We believe in connection with the above matter that petitioner is entitled to prosecute Civil Case No. 6142
until it is finally determined, or intervene in Special Proceeding No. 51396 of the Manila Court, if it is still
open, or to ask for its reopening if it has already been closed, so as to be able to submit for determination
the question of his acknowledgment as natural child of the deceased testator, said court having, in its
capacity as a probate court, jurisdiction to declare who are the heirs of the deceased testator and whether
or not a particular party is or should be declared his acknowledged natural child (II Moran on Rules of
Court, 1957 Ed., p. 476; Conde vs. Abaya, 13 Phil. 249; Severino vs. Severino, 44 Phil. 343; Lopez vs.

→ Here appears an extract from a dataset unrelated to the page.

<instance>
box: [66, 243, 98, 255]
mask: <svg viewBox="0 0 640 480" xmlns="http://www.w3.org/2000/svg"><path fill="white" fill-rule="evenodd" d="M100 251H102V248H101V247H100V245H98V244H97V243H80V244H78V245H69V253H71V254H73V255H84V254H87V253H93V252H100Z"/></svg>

Lopez, 68 Phil. 227, and Jimoga-on vs. Belmonte, 47 O. G. 1119).
Coming now to the supplemental petition for mandamus (G.R. No. L-21939), We are of the opinion, and
so hold, that in view of the conclusions heretofore stated, the same has become moot and academic. If
the said supplemental petition is successful, it will only result in compelling the Negros Court to give due
course to the appeal that petitioner was taking from the orders of said court dated December 7, 1963 and
February 26, 1964, the first being the order of said court dismissing Special Proceeding No. 6344, and the
second being an order denying petitioner's motion for the reconsideration of said order of dismissal. Said
orders being, as a result of what has been said heretofore beyond petitioner's power to contest, the
conclusion can not be other than that the intended appeal would serve no useful purpose, or, worse still,
would enable petitioner to circumvent our ruling that he can no longer question the validity of said orders.
IN VIEW OF THE FOREGOING CONSIDERATIONS, judgment is hereby rendered denying the writs
prayed for and, as a result, the petition for certiorari filed in G.R. No. L-21938, as well as the supplemental
petition for mandamus docketed as G.R. No. L-21939, are hereby dismissed. The writ of preliminary
injunction heretofore issued is set aside. With costs against petitioner.